Aside from explaining leprechaun speak to me during our strolls, Michael had no experience as a teacher of any kind. Like most leprechauns, he was a shoemaker and a fay banker, a keeper of fairy gold. However, he did know that for most teachers having the right pupils is the difference between living a nightmare and feeling fulfilled.
Much as I wanted to help, I wasn't qualified to be Michael's pupil because I was a native speaker of the language he had to teach. He needed to find someone else. Someone who would start from zero.
Now, Michael's best friend dwelt in a place called Oretania. It had once belonged to the Roman Empire and was now a part of the ghost of that. A good part of Oretania was what today is La Mancha, in Spain.
Flaccus Intrepidus Nauta was a Roman sailor when alive. One day he went down into the ocean with his ship. The minute he managed to free himself from the sea nymphs he sailed straight off to haunt his wife, whom he loved dearly. When she passed away herself, they decided to spend eternity haunting a villa in her native Oretania. It was not likely that anyone there would speak English. So it might just be the place to find adequate pupils.
Michael told Nauta he wanted a pupil who drank ink and ate paper.
"And spits it on the ceiling?" asked Nauta puzzled. "You want a spitballer?"
"Certainly not!" exclaimed Michael. "I mean someone who loves to read and enjoys learning. I want a swot. A grind. A geek. Someone who will do most of the work himself."
At that very moment there was a time lap, which is something that often happens in the ghosts of places. Seventeenth century literary La Mancha overlapped into historic Roman Oretania. A nose drew itself cautiously out of a book. And Michael found himself face to face with his ideal pupil, Mr. Alonso Quijano, better known by his nom de guerre, Don Quijote de La Mancha.

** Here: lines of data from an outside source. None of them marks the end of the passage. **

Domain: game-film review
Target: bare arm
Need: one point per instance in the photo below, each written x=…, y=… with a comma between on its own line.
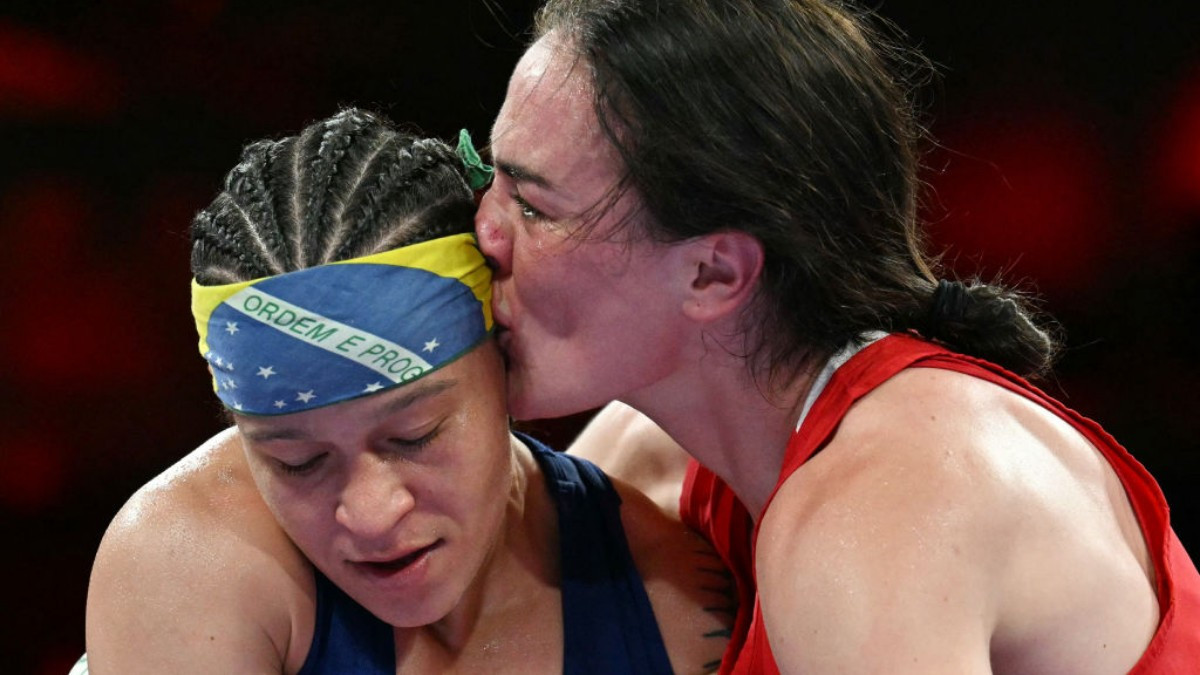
x=191, y=578
x=630, y=447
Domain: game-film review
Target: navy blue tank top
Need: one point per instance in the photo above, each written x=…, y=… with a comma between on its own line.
x=607, y=622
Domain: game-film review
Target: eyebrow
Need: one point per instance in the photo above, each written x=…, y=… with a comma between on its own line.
x=421, y=392
x=522, y=174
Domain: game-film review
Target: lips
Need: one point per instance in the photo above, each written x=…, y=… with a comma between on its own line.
x=396, y=565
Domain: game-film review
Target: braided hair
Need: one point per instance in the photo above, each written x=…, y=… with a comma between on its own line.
x=343, y=187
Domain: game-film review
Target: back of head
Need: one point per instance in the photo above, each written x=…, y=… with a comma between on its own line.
x=346, y=186
x=408, y=293
x=790, y=120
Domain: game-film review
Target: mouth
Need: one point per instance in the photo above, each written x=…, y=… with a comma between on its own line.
x=389, y=567
x=504, y=341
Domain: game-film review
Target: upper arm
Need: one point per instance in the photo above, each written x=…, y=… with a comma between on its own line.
x=628, y=446
x=175, y=589
x=877, y=567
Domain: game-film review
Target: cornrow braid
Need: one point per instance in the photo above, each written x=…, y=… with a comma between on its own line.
x=343, y=187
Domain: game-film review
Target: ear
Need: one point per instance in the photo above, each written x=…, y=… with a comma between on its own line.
x=724, y=275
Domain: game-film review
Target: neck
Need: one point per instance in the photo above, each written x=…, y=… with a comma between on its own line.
x=730, y=422
x=520, y=569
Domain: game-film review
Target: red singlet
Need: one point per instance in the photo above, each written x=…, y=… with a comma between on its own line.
x=711, y=507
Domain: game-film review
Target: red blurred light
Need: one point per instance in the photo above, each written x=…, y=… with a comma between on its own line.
x=33, y=472
x=1026, y=193
x=40, y=73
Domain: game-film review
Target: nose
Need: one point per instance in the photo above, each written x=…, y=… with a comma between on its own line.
x=373, y=499
x=495, y=234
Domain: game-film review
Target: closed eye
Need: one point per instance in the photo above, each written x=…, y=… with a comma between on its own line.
x=301, y=469
x=527, y=211
x=414, y=444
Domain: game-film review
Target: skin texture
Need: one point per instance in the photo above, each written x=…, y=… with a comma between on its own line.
x=561, y=298
x=948, y=527
x=209, y=567
x=633, y=448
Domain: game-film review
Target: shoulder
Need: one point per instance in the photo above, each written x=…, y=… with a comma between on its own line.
x=193, y=574
x=691, y=592
x=892, y=542
x=628, y=446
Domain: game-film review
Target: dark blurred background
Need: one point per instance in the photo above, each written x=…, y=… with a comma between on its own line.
x=1068, y=156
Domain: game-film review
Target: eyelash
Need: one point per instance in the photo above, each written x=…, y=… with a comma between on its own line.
x=415, y=444
x=300, y=469
x=408, y=446
x=527, y=211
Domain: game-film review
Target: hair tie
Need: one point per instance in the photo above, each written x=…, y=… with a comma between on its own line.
x=949, y=302
x=478, y=173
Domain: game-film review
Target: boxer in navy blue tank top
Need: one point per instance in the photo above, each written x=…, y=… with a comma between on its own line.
x=371, y=511
x=607, y=621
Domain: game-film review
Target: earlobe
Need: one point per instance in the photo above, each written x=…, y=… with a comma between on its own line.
x=726, y=269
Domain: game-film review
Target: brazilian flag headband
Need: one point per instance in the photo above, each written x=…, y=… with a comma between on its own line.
x=333, y=333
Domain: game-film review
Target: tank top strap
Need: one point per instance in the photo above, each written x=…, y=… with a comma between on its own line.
x=347, y=639
x=609, y=625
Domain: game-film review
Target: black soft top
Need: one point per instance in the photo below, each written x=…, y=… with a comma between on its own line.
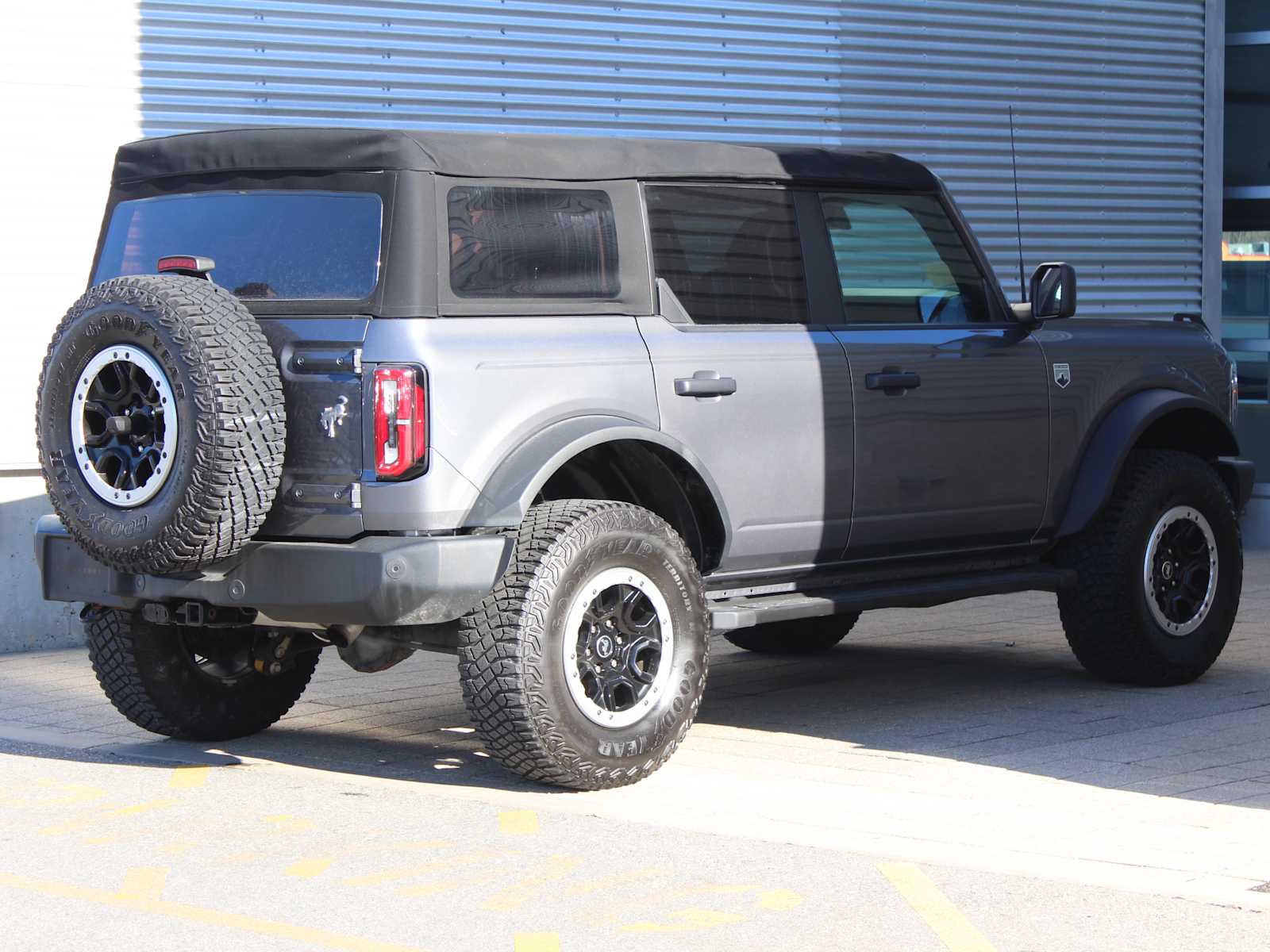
x=514, y=156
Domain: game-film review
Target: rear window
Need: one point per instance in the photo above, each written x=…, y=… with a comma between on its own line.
x=285, y=245
x=533, y=243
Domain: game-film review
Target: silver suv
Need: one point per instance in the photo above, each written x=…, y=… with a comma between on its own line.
x=568, y=405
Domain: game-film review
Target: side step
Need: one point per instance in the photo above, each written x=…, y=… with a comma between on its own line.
x=747, y=611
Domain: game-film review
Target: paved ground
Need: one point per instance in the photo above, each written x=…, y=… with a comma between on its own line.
x=946, y=778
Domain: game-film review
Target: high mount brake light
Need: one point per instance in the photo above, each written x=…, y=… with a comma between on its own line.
x=400, y=420
x=190, y=266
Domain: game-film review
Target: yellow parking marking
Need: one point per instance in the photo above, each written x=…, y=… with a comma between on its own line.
x=692, y=919
x=431, y=889
x=144, y=882
x=410, y=873
x=188, y=777
x=106, y=816
x=937, y=911
x=200, y=914
x=535, y=881
x=537, y=942
x=59, y=793
x=586, y=889
x=518, y=823
x=779, y=900
x=309, y=867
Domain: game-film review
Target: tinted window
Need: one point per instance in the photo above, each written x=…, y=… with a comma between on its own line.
x=730, y=254
x=533, y=243
x=266, y=244
x=902, y=262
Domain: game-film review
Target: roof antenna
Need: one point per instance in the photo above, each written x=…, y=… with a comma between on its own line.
x=1019, y=225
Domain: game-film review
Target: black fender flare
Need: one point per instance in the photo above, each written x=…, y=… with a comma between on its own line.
x=514, y=484
x=1119, y=432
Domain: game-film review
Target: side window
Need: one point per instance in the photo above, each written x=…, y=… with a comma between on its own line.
x=901, y=260
x=533, y=243
x=732, y=255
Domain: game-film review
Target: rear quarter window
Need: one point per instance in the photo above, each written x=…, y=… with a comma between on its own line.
x=537, y=243
x=267, y=245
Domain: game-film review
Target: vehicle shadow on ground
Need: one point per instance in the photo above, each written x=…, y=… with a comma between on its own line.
x=983, y=682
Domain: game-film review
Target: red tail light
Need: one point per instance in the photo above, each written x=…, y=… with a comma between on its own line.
x=400, y=420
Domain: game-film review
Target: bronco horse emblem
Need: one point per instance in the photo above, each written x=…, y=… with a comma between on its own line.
x=333, y=416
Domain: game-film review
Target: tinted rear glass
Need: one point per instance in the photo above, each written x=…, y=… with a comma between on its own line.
x=533, y=243
x=287, y=245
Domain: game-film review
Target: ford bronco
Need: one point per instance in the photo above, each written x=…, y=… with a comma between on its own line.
x=568, y=406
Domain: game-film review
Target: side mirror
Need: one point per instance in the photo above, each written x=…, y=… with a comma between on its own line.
x=1052, y=291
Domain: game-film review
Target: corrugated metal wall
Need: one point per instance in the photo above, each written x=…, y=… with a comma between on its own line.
x=1108, y=95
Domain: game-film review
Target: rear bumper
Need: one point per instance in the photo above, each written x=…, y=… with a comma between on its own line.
x=376, y=581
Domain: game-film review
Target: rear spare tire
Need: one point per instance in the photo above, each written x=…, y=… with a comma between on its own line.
x=160, y=423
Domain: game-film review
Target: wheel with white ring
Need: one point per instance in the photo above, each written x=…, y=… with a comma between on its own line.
x=586, y=666
x=1157, y=575
x=160, y=424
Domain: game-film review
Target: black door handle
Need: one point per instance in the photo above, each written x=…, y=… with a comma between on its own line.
x=893, y=381
x=702, y=385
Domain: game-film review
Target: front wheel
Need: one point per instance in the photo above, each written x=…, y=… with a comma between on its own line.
x=1159, y=574
x=586, y=666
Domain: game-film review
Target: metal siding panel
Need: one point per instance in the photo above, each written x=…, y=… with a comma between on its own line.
x=1109, y=97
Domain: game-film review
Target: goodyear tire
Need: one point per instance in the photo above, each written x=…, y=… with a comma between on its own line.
x=584, y=666
x=804, y=636
x=1159, y=574
x=160, y=423
x=190, y=683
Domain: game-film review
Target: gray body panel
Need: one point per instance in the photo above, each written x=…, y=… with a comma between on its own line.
x=495, y=384
x=959, y=461
x=787, y=482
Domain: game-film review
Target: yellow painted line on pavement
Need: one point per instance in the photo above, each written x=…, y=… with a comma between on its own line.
x=200, y=914
x=537, y=880
x=188, y=777
x=432, y=889
x=779, y=900
x=518, y=823
x=410, y=873
x=309, y=867
x=937, y=911
x=537, y=942
x=613, y=882
x=106, y=816
x=144, y=882
x=692, y=919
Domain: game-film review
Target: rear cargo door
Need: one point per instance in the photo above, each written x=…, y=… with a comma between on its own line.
x=321, y=363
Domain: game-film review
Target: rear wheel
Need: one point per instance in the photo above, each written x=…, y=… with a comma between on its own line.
x=584, y=666
x=803, y=636
x=190, y=683
x=1159, y=574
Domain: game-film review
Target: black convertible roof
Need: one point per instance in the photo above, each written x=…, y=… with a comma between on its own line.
x=514, y=156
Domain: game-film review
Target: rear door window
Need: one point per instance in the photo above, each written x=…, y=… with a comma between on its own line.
x=267, y=245
x=541, y=243
x=730, y=255
x=901, y=260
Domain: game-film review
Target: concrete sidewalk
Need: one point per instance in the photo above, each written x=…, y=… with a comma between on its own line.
x=963, y=735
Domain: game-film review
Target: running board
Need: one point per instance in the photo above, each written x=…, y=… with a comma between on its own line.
x=749, y=611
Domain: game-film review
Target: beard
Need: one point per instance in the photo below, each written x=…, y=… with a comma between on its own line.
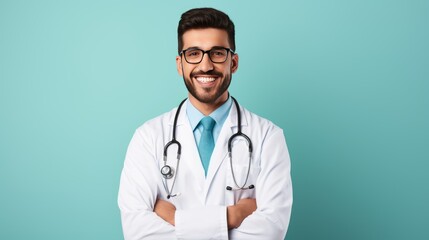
x=208, y=95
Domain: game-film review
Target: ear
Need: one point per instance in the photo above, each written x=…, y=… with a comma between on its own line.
x=179, y=65
x=234, y=63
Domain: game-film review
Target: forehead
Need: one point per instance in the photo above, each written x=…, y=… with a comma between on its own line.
x=205, y=38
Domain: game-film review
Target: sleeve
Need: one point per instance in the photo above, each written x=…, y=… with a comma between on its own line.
x=138, y=193
x=273, y=193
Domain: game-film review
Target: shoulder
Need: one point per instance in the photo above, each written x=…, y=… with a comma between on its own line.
x=255, y=121
x=160, y=122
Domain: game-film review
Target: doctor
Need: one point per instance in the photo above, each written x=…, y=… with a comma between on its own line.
x=179, y=180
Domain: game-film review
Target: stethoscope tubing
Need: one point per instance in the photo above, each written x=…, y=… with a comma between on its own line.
x=168, y=173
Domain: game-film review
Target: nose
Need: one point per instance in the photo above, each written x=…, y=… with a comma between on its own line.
x=206, y=64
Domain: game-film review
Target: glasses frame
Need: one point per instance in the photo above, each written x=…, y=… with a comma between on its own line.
x=228, y=50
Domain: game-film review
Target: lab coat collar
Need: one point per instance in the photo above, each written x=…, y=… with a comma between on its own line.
x=185, y=135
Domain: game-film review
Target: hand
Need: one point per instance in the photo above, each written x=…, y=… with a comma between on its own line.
x=165, y=210
x=238, y=212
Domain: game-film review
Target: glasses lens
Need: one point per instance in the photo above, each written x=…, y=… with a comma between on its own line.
x=194, y=55
x=218, y=55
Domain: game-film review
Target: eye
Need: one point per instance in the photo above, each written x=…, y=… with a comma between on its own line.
x=218, y=52
x=193, y=53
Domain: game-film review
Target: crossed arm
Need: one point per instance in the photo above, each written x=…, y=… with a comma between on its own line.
x=235, y=213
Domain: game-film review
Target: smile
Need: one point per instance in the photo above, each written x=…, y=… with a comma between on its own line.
x=205, y=79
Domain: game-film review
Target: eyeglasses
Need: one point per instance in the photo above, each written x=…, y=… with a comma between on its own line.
x=216, y=55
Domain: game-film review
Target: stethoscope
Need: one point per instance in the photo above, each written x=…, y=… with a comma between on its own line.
x=168, y=172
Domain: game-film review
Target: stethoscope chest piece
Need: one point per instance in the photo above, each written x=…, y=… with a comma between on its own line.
x=167, y=172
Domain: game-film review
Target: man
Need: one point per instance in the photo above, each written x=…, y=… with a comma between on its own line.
x=179, y=181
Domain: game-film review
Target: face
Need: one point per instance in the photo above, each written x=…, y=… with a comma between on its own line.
x=207, y=82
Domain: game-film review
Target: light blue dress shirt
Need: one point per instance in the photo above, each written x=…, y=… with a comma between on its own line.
x=219, y=115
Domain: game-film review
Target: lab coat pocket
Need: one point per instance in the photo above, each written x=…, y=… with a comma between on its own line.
x=241, y=182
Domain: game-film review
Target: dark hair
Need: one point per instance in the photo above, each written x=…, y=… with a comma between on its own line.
x=199, y=18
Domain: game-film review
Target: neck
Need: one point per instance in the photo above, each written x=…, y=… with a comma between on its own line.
x=207, y=108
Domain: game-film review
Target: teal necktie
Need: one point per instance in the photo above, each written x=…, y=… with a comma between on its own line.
x=206, y=145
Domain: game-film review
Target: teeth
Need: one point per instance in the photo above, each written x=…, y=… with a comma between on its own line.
x=205, y=79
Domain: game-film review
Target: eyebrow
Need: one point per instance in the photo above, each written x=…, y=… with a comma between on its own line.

If there is anyone who loves to read, that is Mr. Quijano. He especially enjoys tales of knights and chivalry. He becomes very excited when he reads a good one and there is nothing he would like better than to be the hero of adventures of this kind himself. Which is why he gets into an old suit of armour and rides off on his favorite horse, Rocinante, decided to be a knight himself even if his world is no longer ready for one.
Don Quijote had reasons to want to learn English.
First of all, he earnestly fancied reading Lord Alfred Tennyson’s Idylls of the King in the original language.
Next, he was anxious to invade England and save Queen Elizabeth from the misguided magicians whom he believed to be restraining her from changing the pound for the euro, thus making Britain less European than it should be and the Western World more vulnerable.
Because Michael was Irish, he was not put off by the idea of invading England. Nauta, as a mariner who had lost his life in naval combat, could not but remind pupil and teacher of the fate of the Invincible Spanish Armada. In case you haven’t heard of that famous disaster, I will tell you that the Spanish once ventured to invade Elizabethan England but were thwarted by a terrible storm that wrecked their ships.
Neither Don Quijote nor Michael would be deterred by this dire precedent. In any case, said Michael, the invasion would not be immediate. Don Quijote would have to learn English first and that takes its time. So does building and equipping a fleet and otherwise planning an invasion.
To everyone’s surprise, Don Quijote’s best friend and faithful squire, Sancho Panza, volunteered to learn English too. It had always been his heart’s desire to be governor of an island. He had heard that many islanders earn a living thanks to tourists, and he felt that meant the governor of an island should speak foreign languages.
So Michael now had two motivated pupils.
“I think we are safe,” said the olive trees who had overheard the talk of an invasion. “Our wood can float, though that of elms and pines is better to build ships with. In any case, the invasion doesn’t seem to be imminent.”